Zerrener ou, mais propriamente ‘Zerrener – Bülow e Cia’, de sociedade entre o dinamarquês Adam Dimitrik von Bülow e o alemão João Carlos Antônio Frederico Zerrenner – nome abrasileirado, atuava no ramo de exportação de café, especulação imobiliária e exploração capitalista, também conhecida por assumir o controle acionário da ‘Cervejaria Antarctica [Antártica]’.

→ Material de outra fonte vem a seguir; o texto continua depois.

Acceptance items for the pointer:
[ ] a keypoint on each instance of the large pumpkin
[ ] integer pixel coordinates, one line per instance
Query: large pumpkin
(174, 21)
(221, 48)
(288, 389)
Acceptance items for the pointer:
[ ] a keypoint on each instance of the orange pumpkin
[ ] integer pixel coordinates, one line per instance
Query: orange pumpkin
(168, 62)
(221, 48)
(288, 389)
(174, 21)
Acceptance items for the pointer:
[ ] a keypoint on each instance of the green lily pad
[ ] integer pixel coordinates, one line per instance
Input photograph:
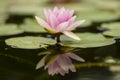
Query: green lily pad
(112, 26)
(33, 28)
(88, 40)
(113, 29)
(29, 42)
(98, 16)
(112, 33)
(25, 10)
(11, 29)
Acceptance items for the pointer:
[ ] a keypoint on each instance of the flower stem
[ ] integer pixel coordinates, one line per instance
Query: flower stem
(58, 37)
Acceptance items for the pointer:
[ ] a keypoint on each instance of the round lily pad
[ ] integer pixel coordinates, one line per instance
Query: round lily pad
(29, 42)
(88, 40)
(6, 30)
(33, 28)
(98, 16)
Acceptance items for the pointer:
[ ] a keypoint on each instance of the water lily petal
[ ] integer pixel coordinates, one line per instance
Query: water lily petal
(71, 20)
(61, 27)
(53, 21)
(71, 35)
(43, 23)
(74, 25)
(56, 11)
(46, 13)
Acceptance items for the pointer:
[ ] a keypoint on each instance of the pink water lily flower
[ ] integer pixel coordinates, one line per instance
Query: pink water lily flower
(60, 21)
(59, 64)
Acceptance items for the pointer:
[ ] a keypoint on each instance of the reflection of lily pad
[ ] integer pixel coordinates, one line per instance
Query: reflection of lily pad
(29, 42)
(32, 28)
(88, 40)
(9, 30)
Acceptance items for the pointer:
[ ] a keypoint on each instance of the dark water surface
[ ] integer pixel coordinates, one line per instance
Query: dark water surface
(19, 64)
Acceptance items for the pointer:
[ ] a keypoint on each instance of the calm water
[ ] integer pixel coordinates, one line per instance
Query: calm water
(19, 64)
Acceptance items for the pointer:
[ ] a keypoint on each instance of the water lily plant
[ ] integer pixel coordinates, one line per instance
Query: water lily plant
(58, 62)
(59, 21)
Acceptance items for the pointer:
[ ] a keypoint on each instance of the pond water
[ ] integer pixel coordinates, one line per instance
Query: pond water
(28, 52)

  1. Fazenda Barra da Figueira

José Francisco [de] Chaves, adquiriu de Joaquim José Martins a fazenda Barra da Figueira, rumo às nascentes sendo “suas divisas pelo Norte, pelo Rio Pardo, Poente com Manoel Francisco [Soares] e Manoel Romão, pelo Sul com quem direito tiver pelo Leste com Joaquim José Martins.” (AESP: RPT/BTCT nº 365: 125-a/v). José Martins era ‘bugreiro’ – matador de indígenas, e articulador de posses – compras e vendas simuladas de terras com datas retroativas para garantir anterioridade de domínios e, assim, titularidade para adequações à Lei das Terras [601/1850] e sua regulamentação [Decreto 1318/1854]. A posse articulada também servia para ‘grilos’ e demandas de terras.

Nome fortemente ligado a Manoel Francisco Soares, Chaves foi o pai de José Domingos ou Domingues de Chaves, casado com Anna Porcina de Senne, filha do Soares; também pai de Antonia Maria dos Santos, casada com Justino Soares, outro filho do cofundador santa-cruzense. Estes nomes foram contados entre os primeiros moradores de Sodrélia (Documentos, CD: A/A).

  1. Fazenda Salto da Boa Vista

Manoel Francisco Soares foi o posseiro inaugural desta fazenda e a repassou, por venda declarada a José de Camargo Bueno do Prado, que promoveu o Registro Paroquial (AESP: RPT/BTCT nº 534: 175-v), repassando-as a Joaquim José Martins, antes que o Manoel Soares a readquirisse, entre 1859/1861, como Fazenda Ribeirão Grande, para alienação, em 1861/1862, ao padre João Domingos Figueira, por isso conhecida, também, por ‘Fazenda do Padre’.

Com a morte do padre Figueira, em 1878, o capitão Martinho Dias Baptista Pires comprou e unificou partes das Fazendas Salto da Boa Vista e Ribeirão dos Pires, repassando-a por venda nos primeiros anos do século XX, outra história.

  1. Fazenda Mandaguahy

Francisco Martins de Azevedo fez posse primária à margem esquerda do Rio Pardo, desde o Ribeirão Mandaguahy, pelo divisor do Ribeirão Dourado à direita, e Ribeirão do Lajeado à esquerda, até o espigão Pardo/Paranapanema, com Registro Paroquial de Terras lavrado em Botucatu, aos 31 de maio de 1856. Martins de Azevedo e sua mulher Guilhermina Claudia de Oliveira repassaram a propriedade a Francisco José Paulino, com documentação de compra e venda datada de 03 de março de 1861.

Consta, em documento de 29 de dezembro de 1862 que Francisco José Paulino e sua mulher America Maria de Jesus alienaram a propriedade, por permuta, com Francisco Ignácio Borges e sua mulher Anna Rosa de Oliveira (Correio do Sertão, 28/11/1903: 3). A propriedade foi apropriada pelo Coronel Antonio Evangelista da Silva (Correio do Sertão, 21/11/1903: 3) até sua venda em 1922.